I saw this article about a person who was part of the Pagoclone study. The drug looks promising. Here is what he had to say.

Experience of Pagoclone
A reader has sent me this report on his experience on Pagoclone:



The drug hasn't completely 'cured' me, but has helped tremendously. What I say to the folks in the clinic is -- am I supposed to sound like the folks on tv? So nice and so polished? Sometimes I do. Sometimes after a caffeine high, I just rip through my speech like an auctioneer.

I'm also getting a little more bold. I talk to people in public who I wouldn't have a year ago. At the pizza place, I now ask to change marinara sauce to garlic. Also, I never suffered from anxiety. I'm very laid-back. I have a rough time saying my name and introducing myself. But it's gotten a little better. I still drag out my first syllable, but it's not as long as it used to be. And I'm able to jump right into whatever I need to say so the listener doesn't think twice about it. Honestly, I feel that maybe the drug is relaxing me a bit more. That it's sort of forcing me to slow down my verbal output. It's strange. And as you said about the placebo effect, it's uncertain about what else is happening after I start speaking more fluently -- confidence builds, words are easier, I start smiling more, etc.

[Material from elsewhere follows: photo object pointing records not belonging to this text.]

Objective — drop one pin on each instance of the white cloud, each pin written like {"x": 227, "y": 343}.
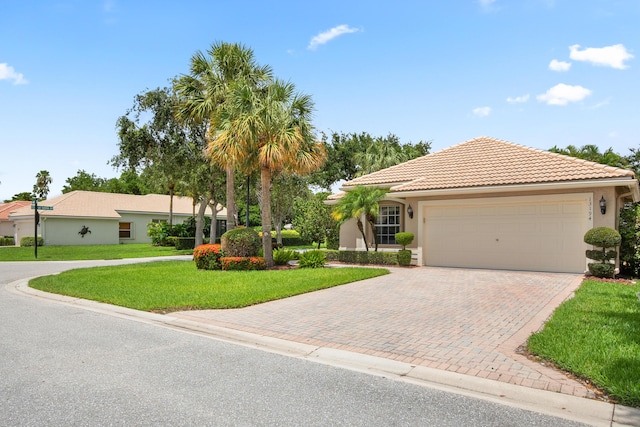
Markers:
{"x": 329, "y": 35}
{"x": 556, "y": 65}
{"x": 8, "y": 73}
{"x": 487, "y": 5}
{"x": 518, "y": 99}
{"x": 608, "y": 56}
{"x": 562, "y": 94}
{"x": 482, "y": 111}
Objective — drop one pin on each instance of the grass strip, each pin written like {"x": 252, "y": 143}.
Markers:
{"x": 596, "y": 335}
{"x": 73, "y": 253}
{"x": 178, "y": 285}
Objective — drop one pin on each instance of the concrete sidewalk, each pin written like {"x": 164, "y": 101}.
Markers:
{"x": 452, "y": 329}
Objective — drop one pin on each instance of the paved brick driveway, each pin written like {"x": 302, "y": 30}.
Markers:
{"x": 460, "y": 320}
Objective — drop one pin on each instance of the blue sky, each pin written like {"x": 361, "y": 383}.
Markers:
{"x": 534, "y": 72}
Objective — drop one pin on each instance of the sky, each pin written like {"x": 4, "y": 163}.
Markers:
{"x": 539, "y": 73}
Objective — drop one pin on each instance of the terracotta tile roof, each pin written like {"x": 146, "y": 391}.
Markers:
{"x": 487, "y": 161}
{"x": 110, "y": 205}
{"x": 8, "y": 208}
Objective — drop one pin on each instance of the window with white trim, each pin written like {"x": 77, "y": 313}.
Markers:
{"x": 388, "y": 224}
{"x": 125, "y": 230}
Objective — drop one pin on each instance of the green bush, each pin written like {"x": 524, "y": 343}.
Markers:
{"x": 364, "y": 257}
{"x": 241, "y": 242}
{"x": 602, "y": 270}
{"x": 282, "y": 256}
{"x": 159, "y": 233}
{"x": 7, "y": 241}
{"x": 243, "y": 263}
{"x": 404, "y": 257}
{"x": 207, "y": 257}
{"x": 182, "y": 243}
{"x": 333, "y": 238}
{"x": 312, "y": 259}
{"x": 604, "y": 238}
{"x": 332, "y": 254}
{"x": 404, "y": 238}
{"x": 29, "y": 241}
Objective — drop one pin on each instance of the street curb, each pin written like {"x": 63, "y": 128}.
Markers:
{"x": 592, "y": 412}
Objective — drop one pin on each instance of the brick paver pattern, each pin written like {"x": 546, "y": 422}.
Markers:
{"x": 461, "y": 320}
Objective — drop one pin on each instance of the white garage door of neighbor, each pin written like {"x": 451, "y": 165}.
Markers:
{"x": 536, "y": 233}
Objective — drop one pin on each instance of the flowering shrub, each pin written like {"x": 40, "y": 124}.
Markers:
{"x": 207, "y": 257}
{"x": 243, "y": 263}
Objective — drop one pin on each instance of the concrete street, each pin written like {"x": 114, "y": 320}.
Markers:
{"x": 65, "y": 361}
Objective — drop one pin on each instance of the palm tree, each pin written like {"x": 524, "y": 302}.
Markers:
{"x": 269, "y": 128}
{"x": 203, "y": 93}
{"x": 41, "y": 187}
{"x": 358, "y": 203}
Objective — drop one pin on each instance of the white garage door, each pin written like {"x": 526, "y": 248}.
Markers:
{"x": 537, "y": 233}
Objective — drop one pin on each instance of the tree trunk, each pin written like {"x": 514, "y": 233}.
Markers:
{"x": 364, "y": 236}
{"x": 200, "y": 222}
{"x": 171, "y": 188}
{"x": 231, "y": 199}
{"x": 265, "y": 184}
{"x": 213, "y": 231}
{"x": 278, "y": 227}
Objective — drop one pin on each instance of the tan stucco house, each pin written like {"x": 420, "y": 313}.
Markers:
{"x": 488, "y": 203}
{"x": 109, "y": 218}
{"x": 6, "y": 209}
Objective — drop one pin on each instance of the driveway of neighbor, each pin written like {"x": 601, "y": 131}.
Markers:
{"x": 461, "y": 320}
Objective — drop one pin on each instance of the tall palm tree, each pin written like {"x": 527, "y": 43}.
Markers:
{"x": 269, "y": 128}
{"x": 358, "y": 203}
{"x": 204, "y": 91}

I've had absolutely no side effects from this as all. Then again, this is all just me. Your mileage will, of course, vary. I think once the next phase of this trial is over, I might get off the drug for a bit just to see what happens. I'm curious about the confidence effect. And the fact that I'm maybe thinking about slowing things down a lot more to make it easier. I'm also talking to my son more -- and not stuttering. He might have an effect.


Posted by Tom Weidig at 11:09 AM

Wow, thanks for sharing.

Forgive me if i may of misread the current articles on the drug Pagaclone recently.

But i read that even though Phase 3 of the drug Pagaclone trials will start in 2007, one of the investing companies pulled out was and replaced by another.

The company that pulled out said though Pagaclone did show promise, it did not meet the companies high expectations.

In other words Pagaclone should of worked on more people in Phase 2 of the drug trial that it actually did. But Phase 3 will still go ahead though.

However, i still do not know why we have to wait 3-6 months for the results of Phase 3 though. I mean can they not do it sooner.

Forgive me if i may of misread the current articles on the drug Pagaclone recently.

But i read that even though Phase 3 of the drug Pagaclone trials will start in 2007, one of the investing companies pulled out was and replaced by another.

The company that pulled out said though Pagaclone did show promise, it did not meet the companies high expectations.

In other words Pagaclone should of worked on more people in Phase 2 of the drug trial that it actually did. But Phase 3 will still go ahead though.

However, i still do not know why we have to wait 3-6 months for the results of Phase 3 though. I mean can they not do it sooner.

Do you have a source of the company pulling out? That's interesting! I know it happened before when Pagoclone was being used for anxiety and that was Pfizer who pulled out but I didn't hear about anything recent.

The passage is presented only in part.